=/\=
When he reached Engineering, a very important personage was nowhere to be found. "Where's Lieutenant Torres?" Icheb asked Freddie.
"Haven't you heard? She's in Sickbay, having her baby."
"What? Now? Then who's at the helm?"
"Tom Paris is, of course." Freddie tittered nervously. "I see you have your priorities straight! You haven't even asked who's in charge of Engineering!"
"Lieutenant Chapman, of course. He's been second in command here since we lost Lieutenant Carey," Icheb replied. Did Freddie think he didn't know that?
"Oh, yeah. Sure. You'd better check in with him. He's over there by Nicoletti."
Icheb reported to Chapman, who assigned him a station. And then, like everyone else, he waited.
=/\=
Icheb didn't have any access to his Astrometrics screen to follow this battle, but he didn't really need it. His eyes were fastened upon the gauges and warning lights on the control board in front of him. Chapman had assigned him to monitor Voyager's shields, along with the new ablative armor plating in the same location. A set of dials had been tacked on the upper margin of the control board, enabling him to keep a close watch on that new system, too. Icheb was aware if every blow the ship sustained because of the way the entire vessel shook each time, but the dials gave him additional information about the location of possible damage, as well as the shield strength percentage in the affected area. Most of the time, both shields and armor recovered strength somewhat after being struck, but the overall trend was downward. If the battle went on for too long, all of Voyager's defenses would inevitably fail; and then, as the saying goes, "That's all she wrote."

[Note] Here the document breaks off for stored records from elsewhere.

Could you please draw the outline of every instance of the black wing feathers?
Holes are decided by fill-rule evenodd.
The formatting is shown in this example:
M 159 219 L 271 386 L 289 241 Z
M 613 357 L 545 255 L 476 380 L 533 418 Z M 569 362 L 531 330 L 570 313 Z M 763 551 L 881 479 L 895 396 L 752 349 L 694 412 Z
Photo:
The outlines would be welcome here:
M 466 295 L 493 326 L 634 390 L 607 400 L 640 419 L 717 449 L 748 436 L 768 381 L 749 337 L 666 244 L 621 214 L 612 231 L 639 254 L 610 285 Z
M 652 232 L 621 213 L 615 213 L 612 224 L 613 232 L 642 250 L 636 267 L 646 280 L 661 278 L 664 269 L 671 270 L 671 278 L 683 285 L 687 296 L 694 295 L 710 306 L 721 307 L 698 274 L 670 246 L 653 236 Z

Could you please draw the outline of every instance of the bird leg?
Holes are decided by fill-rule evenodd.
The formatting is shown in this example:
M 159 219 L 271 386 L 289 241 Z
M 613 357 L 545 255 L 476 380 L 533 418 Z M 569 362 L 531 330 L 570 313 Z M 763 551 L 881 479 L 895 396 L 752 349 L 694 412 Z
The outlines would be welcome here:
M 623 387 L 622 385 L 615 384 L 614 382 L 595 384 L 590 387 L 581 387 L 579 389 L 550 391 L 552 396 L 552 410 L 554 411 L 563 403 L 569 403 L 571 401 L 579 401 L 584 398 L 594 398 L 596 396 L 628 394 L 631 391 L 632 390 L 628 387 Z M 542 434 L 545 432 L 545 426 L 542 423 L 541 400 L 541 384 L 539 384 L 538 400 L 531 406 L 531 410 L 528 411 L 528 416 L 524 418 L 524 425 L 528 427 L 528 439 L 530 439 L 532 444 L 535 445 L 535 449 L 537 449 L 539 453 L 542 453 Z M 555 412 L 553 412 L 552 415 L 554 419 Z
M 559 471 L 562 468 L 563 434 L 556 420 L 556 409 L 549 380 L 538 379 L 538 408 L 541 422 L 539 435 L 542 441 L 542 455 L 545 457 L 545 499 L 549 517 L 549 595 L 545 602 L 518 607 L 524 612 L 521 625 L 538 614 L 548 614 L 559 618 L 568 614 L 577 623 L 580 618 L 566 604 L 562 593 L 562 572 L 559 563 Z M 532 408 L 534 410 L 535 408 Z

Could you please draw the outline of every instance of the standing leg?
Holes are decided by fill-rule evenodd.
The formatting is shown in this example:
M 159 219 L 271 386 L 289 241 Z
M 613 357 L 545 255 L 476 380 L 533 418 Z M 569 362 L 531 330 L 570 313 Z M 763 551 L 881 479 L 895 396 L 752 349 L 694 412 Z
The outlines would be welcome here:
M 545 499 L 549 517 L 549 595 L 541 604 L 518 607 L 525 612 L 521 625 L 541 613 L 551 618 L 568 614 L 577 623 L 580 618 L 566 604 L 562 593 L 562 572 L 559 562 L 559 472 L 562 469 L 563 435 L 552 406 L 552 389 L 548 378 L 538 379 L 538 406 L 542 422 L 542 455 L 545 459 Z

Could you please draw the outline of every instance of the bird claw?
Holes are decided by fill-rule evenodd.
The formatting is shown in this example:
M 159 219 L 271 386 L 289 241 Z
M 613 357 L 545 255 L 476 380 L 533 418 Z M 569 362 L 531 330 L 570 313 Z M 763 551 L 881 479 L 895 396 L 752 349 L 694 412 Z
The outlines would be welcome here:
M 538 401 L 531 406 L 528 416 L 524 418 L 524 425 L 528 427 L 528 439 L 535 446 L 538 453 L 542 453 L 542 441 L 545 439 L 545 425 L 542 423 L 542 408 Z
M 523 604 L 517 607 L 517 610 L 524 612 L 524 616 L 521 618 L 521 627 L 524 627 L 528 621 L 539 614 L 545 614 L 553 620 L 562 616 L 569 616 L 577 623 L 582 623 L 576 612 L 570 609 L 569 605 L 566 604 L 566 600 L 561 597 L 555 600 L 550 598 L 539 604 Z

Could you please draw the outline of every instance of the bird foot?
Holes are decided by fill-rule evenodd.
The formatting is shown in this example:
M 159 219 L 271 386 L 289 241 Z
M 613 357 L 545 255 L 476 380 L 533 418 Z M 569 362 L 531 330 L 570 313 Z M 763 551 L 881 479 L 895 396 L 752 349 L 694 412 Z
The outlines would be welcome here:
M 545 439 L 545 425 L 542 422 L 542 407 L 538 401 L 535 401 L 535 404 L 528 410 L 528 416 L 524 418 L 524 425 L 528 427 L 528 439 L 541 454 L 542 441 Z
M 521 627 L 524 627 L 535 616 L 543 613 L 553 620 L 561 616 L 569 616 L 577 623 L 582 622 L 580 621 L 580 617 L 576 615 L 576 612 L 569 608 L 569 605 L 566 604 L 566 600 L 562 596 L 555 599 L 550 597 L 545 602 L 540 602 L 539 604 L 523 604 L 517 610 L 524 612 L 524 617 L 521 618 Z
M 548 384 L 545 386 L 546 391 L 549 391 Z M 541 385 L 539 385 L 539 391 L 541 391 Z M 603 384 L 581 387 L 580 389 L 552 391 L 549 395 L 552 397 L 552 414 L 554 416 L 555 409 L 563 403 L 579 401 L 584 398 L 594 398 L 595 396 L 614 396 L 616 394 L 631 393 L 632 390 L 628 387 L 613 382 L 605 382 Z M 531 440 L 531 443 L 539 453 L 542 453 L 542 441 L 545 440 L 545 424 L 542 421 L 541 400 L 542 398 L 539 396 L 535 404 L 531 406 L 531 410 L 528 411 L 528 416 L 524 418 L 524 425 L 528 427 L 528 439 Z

From his own internal chronometer, buried inside his cortical array, as well as the one at the top of his control board, Icheb knew the battle had lasted for less than an hour. It felt like days. Every time he lost his balance as a particularly on-target shot hit the ship, Icheb held his breath until he sensed the hull had held and not been breached. Icheb's fingers flew over his controls as he supplemented the automatic stabilizing system through his own actions. The shields and armor in his assigned area, on the port side of the ship, were holding up, but those on the starboard side were not. It was frustrating, since he had no knowledge of the captain's strategy and couldn't anticipate if one side was more exposed to the Borg's weapons than the other.
A line from the poem, "The Second Coming," by the twentieth century poet William Butler Yeats, kept cycling through his brain: "Things fall apart; the centre cannot hold . . ." He wished it would stop. He didn't want Voyager to fall apart. He refused to believe the rough beast, the Borg Queen, was slouching towards their ship even now. The admiral had to succeed. She had to.
Still, he kept expecting the call from the captain to come to the bridge or the shuttle bay, to ask him to lean forward and bare his neck for the hypospray that would turn him into an even more potent weapon than his parents had made of him; for the call to a final duty he could provide to those who had been so kind to him, who had rescued him from certain death many months ago. He'd enjoyed his life here, with an existence as an individual he could actually remember, unlike the time he'd spent growing up on Brunal, with a mother who had produced him for the sole purpose of sending him to deliver death to the Hive, and a father who may have loved him, but had helped her place their son in the path of the Borg a second time. Then, the sacrifice had been averted through the actions of Captain Janeway and this crew, but now he was prepared to make it happen, if necessary, to protect all of those he had grown to love and admire.
So he waited, until he heard the announcement that the last of the marvelous transphasic torpedoes had been dispatched towards its target. Once that last one was gone, he endured what he thought would be his last moments as an individual.
And he waited, and then he waited . . . and then he heard a ripple of surprise and stunned relief flow from one engineer to another as the word came down from the bridge: "We made it! We're out! We survived! We're home. We've come home to the Alpha Quadrant!"
Icheb carefully examined his control board. The shields were all holding steady, maintaining the same level as the last readings he'd observed a few minutes before. The ablative armor was still intact. There was no evidence of any more blows from Borg weaponry. The battle was over, and they must have won.
Wearily, he leaned against one of supportive ribs next to his station, listening to the cheers of his crewmates as they reveled in victory. They were home, but as far as Icheb was concerned, as Naomi had observed when they parted at her door, he was about to lose his.